En d'autres termes, rien ne permet d'établir un lien de causalité entre les cas de leucémies observés dans la région de Chinon et de Civaux et l'activité nucléaire de ces sites. Tout comme, dans l'autre sens, on ne peut conclure que l'activité des sites de Bruyères/Saclay/Fontenay pourrait expliquer une incidence de leucémie inférieure à la moyenne nationale.
Jean-Yves Nau
Le Généraliste n°906, 24 avril 1987:
De nombreux pays mettent un frein à
leur programme nucléaire. Les incidents en série
finissent par ébranler la sérénité
française dans ce domaine... Une étude anglaise
montre que, même en fonctionnement normal, il ne fait pas
bon pour les enfants vivre à proximité d'une centrale.
L'équipe du Dr Roman, du
département d'épidémiologie de l'hôpital
universitaire de Londres, a évalué l'incidence des
leucémies chez l'enfant à proximité des centrales
nucléaires. Entre 1972 et 1985, les auteurs ont diagnostiqué
89 cas de leucémies chez des enfants âgés
de moins de 14 ans dans les régions dans lesquelles sont
implantées des centrales nucléaires, Berkshire,
Basingstoke Ouest, et Hampshire Nord.
L'augmentation de l'incidence de leucémies chez l'enfant
a été significative dans une zone de 10 km de rayon
autour des centrales nucléaires.
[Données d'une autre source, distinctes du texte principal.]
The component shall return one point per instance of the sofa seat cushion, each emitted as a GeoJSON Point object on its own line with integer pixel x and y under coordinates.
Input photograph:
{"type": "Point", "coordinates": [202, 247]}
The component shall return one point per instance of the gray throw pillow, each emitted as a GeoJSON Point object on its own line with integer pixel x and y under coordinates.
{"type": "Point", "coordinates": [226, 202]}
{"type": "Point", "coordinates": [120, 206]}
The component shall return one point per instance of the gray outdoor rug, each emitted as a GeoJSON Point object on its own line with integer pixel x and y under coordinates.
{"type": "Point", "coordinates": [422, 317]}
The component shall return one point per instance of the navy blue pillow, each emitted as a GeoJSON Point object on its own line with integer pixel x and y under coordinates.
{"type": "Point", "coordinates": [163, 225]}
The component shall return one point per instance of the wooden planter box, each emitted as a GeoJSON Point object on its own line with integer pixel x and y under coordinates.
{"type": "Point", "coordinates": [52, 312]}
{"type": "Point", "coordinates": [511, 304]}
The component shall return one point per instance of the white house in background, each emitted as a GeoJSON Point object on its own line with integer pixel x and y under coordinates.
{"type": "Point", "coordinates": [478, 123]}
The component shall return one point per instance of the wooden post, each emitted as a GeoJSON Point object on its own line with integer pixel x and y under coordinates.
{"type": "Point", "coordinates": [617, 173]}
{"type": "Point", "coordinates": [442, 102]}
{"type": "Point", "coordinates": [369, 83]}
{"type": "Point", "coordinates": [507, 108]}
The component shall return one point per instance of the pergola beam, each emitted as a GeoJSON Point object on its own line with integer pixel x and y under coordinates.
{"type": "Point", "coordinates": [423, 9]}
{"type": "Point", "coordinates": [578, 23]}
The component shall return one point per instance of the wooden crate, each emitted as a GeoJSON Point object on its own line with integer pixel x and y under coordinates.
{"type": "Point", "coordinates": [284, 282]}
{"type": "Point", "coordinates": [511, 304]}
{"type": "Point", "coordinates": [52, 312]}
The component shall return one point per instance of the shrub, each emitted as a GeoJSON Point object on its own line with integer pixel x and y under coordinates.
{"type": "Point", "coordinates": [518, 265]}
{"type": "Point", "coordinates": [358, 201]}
Ainsi, 41 enfants de moins
de 14 ans ont été atteints de leucémies dans
le périmètre de ces zones, contre 28,6 (rapporté
au même nombre d'enfants) dans la population générale
dans cette tranche d'âge. Cette élévation
de l'incidence de leucémies a été particulièrement
marquée chez les enfants de moins de 4 ans: 29 cas de leucémies
observés contre 14,4 prévus.
Dans les régions plus éloignées des centrales,
l'augmentation du risque de leucémie n'a pas été
significative. Au dessus de 14 ans, le taux observé a été
semblable à celui de la population générale.
Dans cette étude, le taux estimé de leucémies
a été de 2 cas par an pour les 60 000 enfants âgés
de moins de 14 ans, contre 3 cas par an en réalité.
Autour de la centrale
de Dounreay, une augmentation de l'incidence de leucémies
chez l'enfant a également été notée.
Selon Darby et coll., de l'hôpital Radcliffe d'Oxford, cette
élévation n'est pas liée ou pas seulement, aux radiations nucléaires
constatées dans cette région, à moins que
les doses reçues au niveau de la moëlle osseuse n'aient
été sous-estimées. Les auteurs évoquent
la nécessité de prendre en compte la manipulation
de matériaux différents selon les centrales, la
survenue possible de maladies infectieuses, ou d'un facteur environnemental
non identifié, qui retentiraient sur l'incidence de leucémies.
Le débat est ouvert, et avant d'être une question médicale, il s'agit plutôt d'un choix politique et économique.
Dr Catherine COUSERGUE
Réf. : Bmj, 1987, 294, 6572, 591-592, 597-607.